Lilith wróciła na miejsce, siadając w pełnej elegancji pozie.
Przerzuciła ramię przez oparcie kanapy i upiła z kieliszka, jakby próbowała
przywołać się do porządku. Najwyraźniej nie chciała zdradzać emocji. Jej
historia musiała ją przerastać. Ile lat minęło? Jak to możliwe, żeby to
wszystko nadal było w niej takie żywe?
- Zostawiła mnie, cała szczęśliwa, a ja odeszłam. Odbierałam coraz
więcej ludzkich dusz. Znajdowałam cień ukojenia w cierpieniu jej ukochanych
ludzi. Być może chciałam się zemścić na całym świecie… Sama nie wiem.
Mordowałam, knułam, kłamałam i babrałam się w ludzkich wnętrznościach
miesiącami.
Riordan wydał z siebie dziwny odgłos, jakby tłumił odruch wymiotny.
Dolał sobie wina i odszedł, żeby usiąść przy drzewie. Neth wcale nie miał do
niego pretensji. Czuł się podobnie.
- I wtedy, gdy moja demoniczna postać rozwinęła skrzydła, a ja
nareszcie zaczęłam czuć się dobrze z tym kim się stałam i czym byłam… Czym
jestem – dodała. – Wtedy znowu ich zobaczyłam. Byłeś taki malutki i śliczny.

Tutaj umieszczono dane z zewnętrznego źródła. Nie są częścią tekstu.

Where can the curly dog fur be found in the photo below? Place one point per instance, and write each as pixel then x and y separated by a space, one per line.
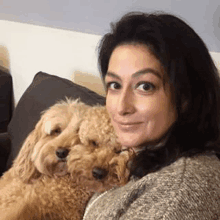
pixel 71 153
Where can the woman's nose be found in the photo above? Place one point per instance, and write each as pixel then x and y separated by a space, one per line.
pixel 125 104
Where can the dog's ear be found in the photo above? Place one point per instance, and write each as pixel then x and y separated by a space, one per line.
pixel 22 165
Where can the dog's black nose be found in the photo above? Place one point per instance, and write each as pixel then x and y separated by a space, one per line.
pixel 99 173
pixel 62 153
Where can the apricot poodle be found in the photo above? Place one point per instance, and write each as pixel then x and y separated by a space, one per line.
pixel 72 153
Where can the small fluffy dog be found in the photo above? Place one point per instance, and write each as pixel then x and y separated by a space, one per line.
pixel 72 153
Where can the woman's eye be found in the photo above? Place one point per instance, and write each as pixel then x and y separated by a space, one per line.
pixel 145 86
pixel 113 86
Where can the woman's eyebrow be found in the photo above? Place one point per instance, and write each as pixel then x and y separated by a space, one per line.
pixel 145 71
pixel 136 74
pixel 113 75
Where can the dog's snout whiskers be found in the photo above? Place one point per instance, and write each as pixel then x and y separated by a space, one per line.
pixel 62 153
pixel 99 173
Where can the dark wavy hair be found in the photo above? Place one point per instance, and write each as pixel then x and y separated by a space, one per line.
pixel 192 75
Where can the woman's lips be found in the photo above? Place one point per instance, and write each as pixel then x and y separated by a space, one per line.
pixel 128 126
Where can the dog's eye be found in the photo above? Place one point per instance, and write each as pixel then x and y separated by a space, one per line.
pixel 93 143
pixel 56 132
pixel 117 151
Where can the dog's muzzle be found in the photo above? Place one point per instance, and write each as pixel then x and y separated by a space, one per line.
pixel 62 153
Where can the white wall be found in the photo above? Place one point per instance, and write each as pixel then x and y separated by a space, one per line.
pixel 94 16
pixel 27 49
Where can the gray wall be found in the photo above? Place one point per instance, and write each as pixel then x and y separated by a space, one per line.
pixel 94 16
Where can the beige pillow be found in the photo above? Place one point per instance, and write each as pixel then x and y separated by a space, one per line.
pixel 216 58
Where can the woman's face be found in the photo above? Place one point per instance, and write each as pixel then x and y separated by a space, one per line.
pixel 138 101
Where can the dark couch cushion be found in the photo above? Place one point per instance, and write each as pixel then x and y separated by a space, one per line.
pixel 4 150
pixel 44 91
pixel 5 99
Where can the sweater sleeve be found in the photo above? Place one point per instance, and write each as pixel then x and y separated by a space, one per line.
pixel 187 189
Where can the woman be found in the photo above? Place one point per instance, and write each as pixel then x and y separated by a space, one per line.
pixel 163 99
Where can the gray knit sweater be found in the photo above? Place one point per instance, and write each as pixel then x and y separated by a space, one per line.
pixel 187 189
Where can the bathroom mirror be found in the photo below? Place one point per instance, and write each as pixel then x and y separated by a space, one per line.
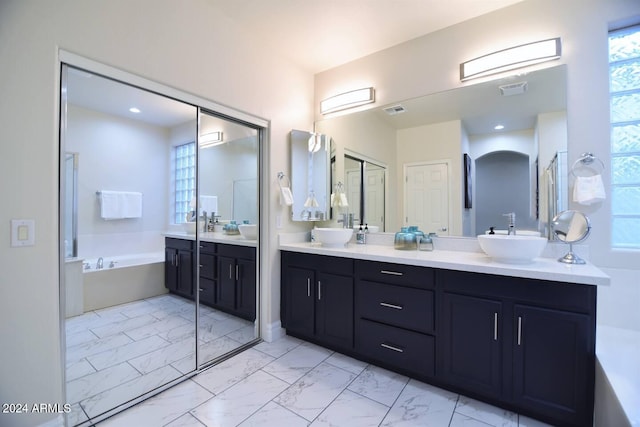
pixel 571 227
pixel 310 175
pixel 440 128
pixel 364 187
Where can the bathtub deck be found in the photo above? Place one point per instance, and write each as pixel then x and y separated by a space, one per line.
pixel 117 353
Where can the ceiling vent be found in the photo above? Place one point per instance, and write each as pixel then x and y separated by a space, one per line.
pixel 513 89
pixel 394 109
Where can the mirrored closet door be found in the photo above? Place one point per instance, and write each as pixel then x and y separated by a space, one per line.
pixel 137 254
pixel 227 230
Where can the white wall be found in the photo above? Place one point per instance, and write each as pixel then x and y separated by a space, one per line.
pixel 123 155
pixel 181 45
pixel 422 66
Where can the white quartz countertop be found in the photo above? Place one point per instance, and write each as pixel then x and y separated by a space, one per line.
pixel 477 262
pixel 214 237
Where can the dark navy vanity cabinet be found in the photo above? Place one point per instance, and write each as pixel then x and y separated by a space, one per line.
pixel 526 345
pixel 227 274
pixel 317 299
pixel 179 266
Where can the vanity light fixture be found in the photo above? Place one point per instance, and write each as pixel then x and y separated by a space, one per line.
pixel 511 58
pixel 347 100
pixel 211 139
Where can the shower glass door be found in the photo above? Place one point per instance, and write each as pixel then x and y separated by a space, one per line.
pixel 227 235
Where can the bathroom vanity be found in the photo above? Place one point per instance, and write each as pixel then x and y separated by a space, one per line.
pixel 227 273
pixel 518 336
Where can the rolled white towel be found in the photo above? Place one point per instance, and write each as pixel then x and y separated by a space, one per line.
pixel 588 190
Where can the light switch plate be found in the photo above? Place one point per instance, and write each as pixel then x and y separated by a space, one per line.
pixel 23 232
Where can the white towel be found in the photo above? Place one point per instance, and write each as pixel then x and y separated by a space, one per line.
pixel 339 200
pixel 209 204
pixel 588 190
pixel 286 198
pixel 120 204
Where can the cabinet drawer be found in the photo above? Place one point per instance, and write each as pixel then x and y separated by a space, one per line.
pixel 397 274
pixel 237 251
pixel 207 266
pixel 178 243
pixel 399 348
pixel 208 247
pixel 409 308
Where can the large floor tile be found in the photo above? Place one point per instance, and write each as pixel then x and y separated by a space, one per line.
pixel 296 363
pixel 225 374
pixel 421 404
pixel 486 413
pixel 164 408
pixel 274 415
pixel 100 381
pixel 379 384
pixel 239 402
pixel 124 392
pixel 126 352
pixel 313 392
pixel 351 410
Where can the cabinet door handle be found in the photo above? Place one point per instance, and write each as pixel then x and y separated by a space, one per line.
pixel 390 347
pixel 393 273
pixel 394 306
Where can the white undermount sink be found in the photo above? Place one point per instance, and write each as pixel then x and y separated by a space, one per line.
pixel 513 249
pixel 333 237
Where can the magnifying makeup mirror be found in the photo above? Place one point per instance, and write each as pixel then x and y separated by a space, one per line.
pixel 571 227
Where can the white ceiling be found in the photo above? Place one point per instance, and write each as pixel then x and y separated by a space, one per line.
pixel 322 34
pixel 327 33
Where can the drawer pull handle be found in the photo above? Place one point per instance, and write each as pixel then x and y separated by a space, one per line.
pixel 394 306
pixel 390 347
pixel 393 273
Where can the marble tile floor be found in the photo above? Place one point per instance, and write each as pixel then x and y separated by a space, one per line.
pixel 293 383
pixel 117 353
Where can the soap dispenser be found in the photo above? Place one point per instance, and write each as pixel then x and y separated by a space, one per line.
pixel 361 236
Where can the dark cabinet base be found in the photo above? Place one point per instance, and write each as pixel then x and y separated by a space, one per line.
pixel 525 345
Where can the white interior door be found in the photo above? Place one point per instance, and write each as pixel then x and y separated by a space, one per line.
pixel 353 193
pixel 427 197
pixel 374 197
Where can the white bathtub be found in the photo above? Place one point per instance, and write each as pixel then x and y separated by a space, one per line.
pixel 123 278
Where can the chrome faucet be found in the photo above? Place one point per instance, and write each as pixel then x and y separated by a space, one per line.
pixel 512 223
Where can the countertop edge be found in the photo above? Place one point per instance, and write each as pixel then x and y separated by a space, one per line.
pixel 541 268
pixel 214 238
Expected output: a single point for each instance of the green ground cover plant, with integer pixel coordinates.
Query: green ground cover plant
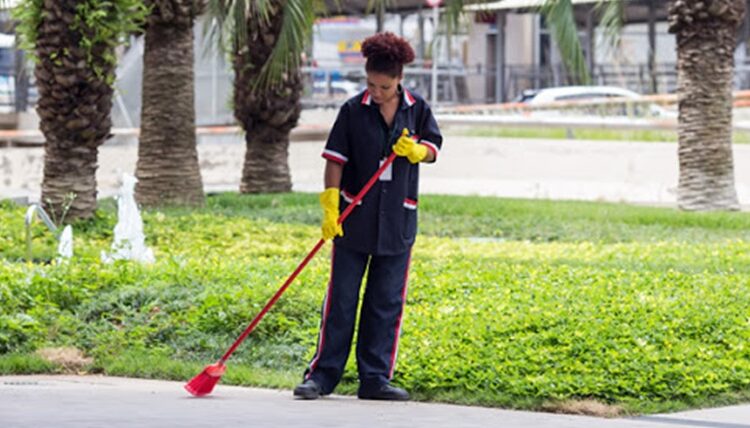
(512, 303)
(740, 137)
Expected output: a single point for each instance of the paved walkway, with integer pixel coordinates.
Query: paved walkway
(94, 401)
(551, 169)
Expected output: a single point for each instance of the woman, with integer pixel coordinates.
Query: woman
(378, 235)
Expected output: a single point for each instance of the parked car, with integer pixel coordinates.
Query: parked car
(583, 93)
(339, 88)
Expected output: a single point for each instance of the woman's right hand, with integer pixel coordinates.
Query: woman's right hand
(329, 201)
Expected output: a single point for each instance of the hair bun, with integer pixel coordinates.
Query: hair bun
(390, 46)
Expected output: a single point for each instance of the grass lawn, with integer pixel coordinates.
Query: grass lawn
(513, 303)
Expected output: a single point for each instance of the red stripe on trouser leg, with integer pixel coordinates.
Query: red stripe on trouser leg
(394, 352)
(323, 322)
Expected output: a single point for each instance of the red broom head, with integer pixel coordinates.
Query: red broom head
(204, 383)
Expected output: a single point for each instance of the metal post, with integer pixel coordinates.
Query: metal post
(435, 22)
(420, 25)
(591, 42)
(652, 46)
(500, 91)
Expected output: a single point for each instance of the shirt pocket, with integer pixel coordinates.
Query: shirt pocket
(410, 219)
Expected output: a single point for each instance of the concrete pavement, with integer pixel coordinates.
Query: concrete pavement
(95, 401)
(552, 169)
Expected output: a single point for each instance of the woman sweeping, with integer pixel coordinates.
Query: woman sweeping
(378, 235)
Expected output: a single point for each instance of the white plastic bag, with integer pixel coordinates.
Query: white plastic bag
(129, 243)
(65, 247)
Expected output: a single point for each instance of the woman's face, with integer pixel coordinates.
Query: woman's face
(383, 88)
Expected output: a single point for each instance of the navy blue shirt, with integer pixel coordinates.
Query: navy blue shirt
(386, 221)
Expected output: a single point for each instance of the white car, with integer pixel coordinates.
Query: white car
(583, 93)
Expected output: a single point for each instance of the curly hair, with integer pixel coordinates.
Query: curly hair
(387, 53)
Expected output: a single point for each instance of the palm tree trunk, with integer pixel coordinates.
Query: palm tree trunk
(74, 110)
(706, 40)
(167, 169)
(266, 167)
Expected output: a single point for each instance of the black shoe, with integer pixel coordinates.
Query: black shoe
(385, 392)
(308, 390)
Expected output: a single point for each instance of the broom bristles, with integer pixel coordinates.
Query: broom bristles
(204, 383)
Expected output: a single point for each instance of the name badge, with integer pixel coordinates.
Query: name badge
(387, 175)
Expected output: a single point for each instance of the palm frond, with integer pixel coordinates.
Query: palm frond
(612, 21)
(297, 24)
(559, 16)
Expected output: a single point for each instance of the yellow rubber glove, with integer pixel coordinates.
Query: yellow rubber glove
(329, 201)
(406, 146)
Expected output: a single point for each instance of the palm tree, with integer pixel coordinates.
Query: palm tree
(167, 169)
(706, 40)
(73, 43)
(265, 39)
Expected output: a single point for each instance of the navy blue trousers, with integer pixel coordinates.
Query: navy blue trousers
(379, 319)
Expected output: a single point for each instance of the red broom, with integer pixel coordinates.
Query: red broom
(205, 381)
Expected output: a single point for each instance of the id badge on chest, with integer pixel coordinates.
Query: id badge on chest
(387, 175)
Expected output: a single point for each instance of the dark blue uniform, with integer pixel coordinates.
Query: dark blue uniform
(378, 236)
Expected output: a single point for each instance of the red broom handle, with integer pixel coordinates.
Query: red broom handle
(307, 259)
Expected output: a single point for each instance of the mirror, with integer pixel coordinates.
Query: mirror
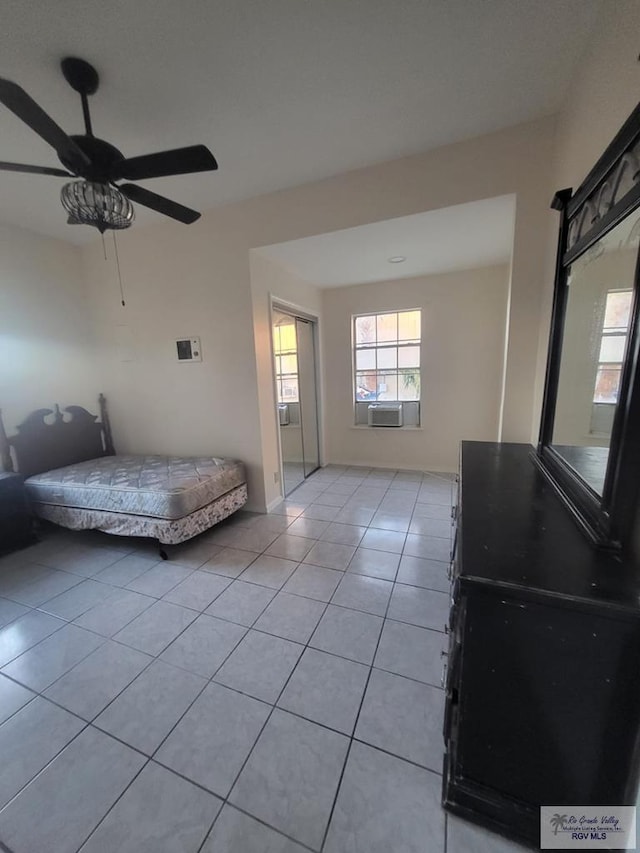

Moje dzieło. Idealne. A oni tacy zadowoleni z życia. Pewnie powinnam była
odejść, a nie patrzeć. Powinnam była jak najszybciej zapomnieć, ale coś
sprawiło, że chciałam zobaczyć, dokąd szli. Demony nie mają materialnej
postaci, jeśli tego nie chcą, więc nie musiałam martwić się o to, że mnie
zauważą. Unosiłam się ponad nimi i obserwowałam ciebie. Już wtedy miałeś w
sobie ogromne pokłady many, a ja wiedziałam, że wyrośniesz na wielkiego maga.
Choć gdyby Melvin ci pozwolił, mógłbyś rozwinąć się na potężnego wampira… Nie
byłeś w końcu ich spłodzonym dzieckiem, a wynikiem mojego wprawnego połączenia
obu części. Jej i jego.
- Poszli do waszego miejsca – szepnął Rio. – Dlatego nie wytrzymałaś.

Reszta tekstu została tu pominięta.